Sprint CEO Dan Hesse announced during his keynote at NXTcomm08 that Sprint
would finally be rolling out its first commercial WiMAX market launch in
Baltimore this September.
Sprint has two trial markets operating on its WiMAX network in Washington,
D.C. and Chicago. The networks in Baltimore, Washington D.C. and Chicago
were all deployed last year, but TelephonyOnline reports that so far in
the two operating trial areas in Washington, D.C. and Chicago were
only open to employees.
WiMAX service in the Washington, D.C. and Chicago areas will also be opened
to commercial markets this fall. Sprint’s plans for its WiMAX network have hit
hard times as low profits and rising costs for deploying the networks along
with key employee changes -- including Dan Hesse himself replacing former
Sprint CEO Gary Forsee -- conspiring to delay
the service repeatedly.
Much of the keynote was devoted to Sprint’s 4G plans and Sprint says that it
intends to take WiMAX beyond the cell phone and notebook computer user. Sprint
is looking to the embedded chip model to put WiMAX access and connectivity into
all sorts of devices including navigation devices, MP3 players, digital cameras
and the network of sensors and meters maintained by vertical industries.

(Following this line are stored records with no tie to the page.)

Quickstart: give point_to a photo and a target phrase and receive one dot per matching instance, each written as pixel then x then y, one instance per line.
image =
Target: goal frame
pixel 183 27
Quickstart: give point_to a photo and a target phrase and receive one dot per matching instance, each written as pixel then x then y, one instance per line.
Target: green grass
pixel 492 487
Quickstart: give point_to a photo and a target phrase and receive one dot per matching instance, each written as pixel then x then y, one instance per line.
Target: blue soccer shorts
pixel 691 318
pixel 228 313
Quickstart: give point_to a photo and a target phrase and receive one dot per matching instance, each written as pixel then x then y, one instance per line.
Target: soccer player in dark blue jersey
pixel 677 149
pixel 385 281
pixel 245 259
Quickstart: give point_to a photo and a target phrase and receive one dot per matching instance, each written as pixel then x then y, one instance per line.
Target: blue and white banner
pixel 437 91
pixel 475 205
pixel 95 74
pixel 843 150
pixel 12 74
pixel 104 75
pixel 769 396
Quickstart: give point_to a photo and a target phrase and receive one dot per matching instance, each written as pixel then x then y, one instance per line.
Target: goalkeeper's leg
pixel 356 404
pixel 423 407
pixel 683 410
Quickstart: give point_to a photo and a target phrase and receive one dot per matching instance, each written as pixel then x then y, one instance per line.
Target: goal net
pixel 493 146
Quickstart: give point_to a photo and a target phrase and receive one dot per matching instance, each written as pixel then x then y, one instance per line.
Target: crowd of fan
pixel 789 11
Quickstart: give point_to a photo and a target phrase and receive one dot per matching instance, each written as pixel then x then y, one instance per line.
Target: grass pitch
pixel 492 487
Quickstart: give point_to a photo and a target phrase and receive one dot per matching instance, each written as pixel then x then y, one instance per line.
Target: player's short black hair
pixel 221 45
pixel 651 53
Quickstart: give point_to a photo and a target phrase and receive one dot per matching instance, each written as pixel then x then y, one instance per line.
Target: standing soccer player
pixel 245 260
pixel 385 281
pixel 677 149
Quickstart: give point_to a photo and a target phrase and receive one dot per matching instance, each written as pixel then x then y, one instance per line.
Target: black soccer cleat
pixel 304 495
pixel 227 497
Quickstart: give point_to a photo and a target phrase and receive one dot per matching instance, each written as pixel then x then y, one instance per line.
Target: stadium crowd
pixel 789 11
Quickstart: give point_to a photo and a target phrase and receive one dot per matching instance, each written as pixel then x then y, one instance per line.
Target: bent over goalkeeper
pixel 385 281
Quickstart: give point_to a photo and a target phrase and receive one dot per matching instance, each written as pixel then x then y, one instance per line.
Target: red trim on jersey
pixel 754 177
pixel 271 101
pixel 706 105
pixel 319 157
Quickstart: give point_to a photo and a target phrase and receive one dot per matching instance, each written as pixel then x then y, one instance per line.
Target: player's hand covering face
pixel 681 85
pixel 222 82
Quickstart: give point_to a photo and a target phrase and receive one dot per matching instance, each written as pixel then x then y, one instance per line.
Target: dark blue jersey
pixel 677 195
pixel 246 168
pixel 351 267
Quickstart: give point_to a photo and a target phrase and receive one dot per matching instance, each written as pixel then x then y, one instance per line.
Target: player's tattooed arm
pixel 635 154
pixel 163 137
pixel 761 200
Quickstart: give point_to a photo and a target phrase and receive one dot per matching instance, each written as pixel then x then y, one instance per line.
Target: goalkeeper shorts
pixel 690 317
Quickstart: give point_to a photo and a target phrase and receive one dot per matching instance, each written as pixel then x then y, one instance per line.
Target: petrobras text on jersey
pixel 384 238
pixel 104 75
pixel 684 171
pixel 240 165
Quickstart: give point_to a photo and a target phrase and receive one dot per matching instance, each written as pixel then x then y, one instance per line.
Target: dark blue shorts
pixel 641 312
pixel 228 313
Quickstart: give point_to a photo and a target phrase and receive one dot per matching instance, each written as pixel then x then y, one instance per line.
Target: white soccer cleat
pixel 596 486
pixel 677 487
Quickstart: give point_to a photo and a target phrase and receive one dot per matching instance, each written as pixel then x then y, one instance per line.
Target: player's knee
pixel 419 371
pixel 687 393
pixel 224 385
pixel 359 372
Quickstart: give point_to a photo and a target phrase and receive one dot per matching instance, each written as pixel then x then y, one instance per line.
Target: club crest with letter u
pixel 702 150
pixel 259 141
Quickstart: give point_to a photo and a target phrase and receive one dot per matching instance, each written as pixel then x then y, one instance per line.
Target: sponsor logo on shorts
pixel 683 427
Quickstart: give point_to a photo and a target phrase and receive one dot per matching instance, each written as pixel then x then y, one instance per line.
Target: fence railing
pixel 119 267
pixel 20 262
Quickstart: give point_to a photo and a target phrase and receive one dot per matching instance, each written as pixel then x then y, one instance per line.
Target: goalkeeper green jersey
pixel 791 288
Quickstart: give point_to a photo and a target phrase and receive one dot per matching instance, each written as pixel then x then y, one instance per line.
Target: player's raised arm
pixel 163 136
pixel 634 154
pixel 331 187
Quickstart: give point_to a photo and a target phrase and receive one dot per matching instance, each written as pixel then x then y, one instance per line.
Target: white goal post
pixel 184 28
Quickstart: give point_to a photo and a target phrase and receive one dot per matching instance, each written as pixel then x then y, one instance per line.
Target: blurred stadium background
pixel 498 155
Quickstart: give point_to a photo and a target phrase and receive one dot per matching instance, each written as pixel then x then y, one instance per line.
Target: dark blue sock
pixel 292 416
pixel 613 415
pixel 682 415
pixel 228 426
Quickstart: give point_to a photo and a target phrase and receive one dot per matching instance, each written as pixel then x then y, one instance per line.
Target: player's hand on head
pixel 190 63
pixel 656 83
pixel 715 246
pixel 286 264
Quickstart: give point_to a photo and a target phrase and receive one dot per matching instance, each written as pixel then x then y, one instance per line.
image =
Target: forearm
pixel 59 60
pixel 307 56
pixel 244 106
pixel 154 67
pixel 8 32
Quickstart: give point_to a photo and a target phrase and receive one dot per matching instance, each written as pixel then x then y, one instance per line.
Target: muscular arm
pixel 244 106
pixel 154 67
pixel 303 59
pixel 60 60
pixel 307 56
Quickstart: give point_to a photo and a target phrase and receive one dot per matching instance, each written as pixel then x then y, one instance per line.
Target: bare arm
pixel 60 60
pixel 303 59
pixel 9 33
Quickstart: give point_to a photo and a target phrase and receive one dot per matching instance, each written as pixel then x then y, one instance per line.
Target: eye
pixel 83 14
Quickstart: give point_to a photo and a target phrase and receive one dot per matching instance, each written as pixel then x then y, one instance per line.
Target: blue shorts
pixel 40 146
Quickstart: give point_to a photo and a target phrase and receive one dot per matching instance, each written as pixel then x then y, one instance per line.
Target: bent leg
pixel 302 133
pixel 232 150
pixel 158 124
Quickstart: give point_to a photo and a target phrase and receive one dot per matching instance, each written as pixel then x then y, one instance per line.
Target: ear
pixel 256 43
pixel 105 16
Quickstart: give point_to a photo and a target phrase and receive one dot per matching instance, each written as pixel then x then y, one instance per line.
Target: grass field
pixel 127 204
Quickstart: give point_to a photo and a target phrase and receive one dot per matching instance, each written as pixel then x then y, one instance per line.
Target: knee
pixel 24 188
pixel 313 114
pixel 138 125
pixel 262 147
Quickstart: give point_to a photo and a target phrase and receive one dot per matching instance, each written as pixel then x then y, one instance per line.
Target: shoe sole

Hesse said, “Consumers still can’t seem to get enough data. WiMAX can
deliver blazing fast speeds to all manner of devices, not just cell phones. The
embedded chip model allows us to break free of wireless cell phone group
think.”
Sprint still sees WiMAX as being superior to Long Term Evolution (LTE)
technology that is favored by AT&T and Verizon. This superiority is almost
exclusively tied to the fact that WiMAX will be in the market for several years
before LTE appears.
Nortel announced recently that it would
not support WiMAX at all and would instead focus its development efforts on
LTE equipment for Verizon and AT&T citing that LTE is the most popular technology.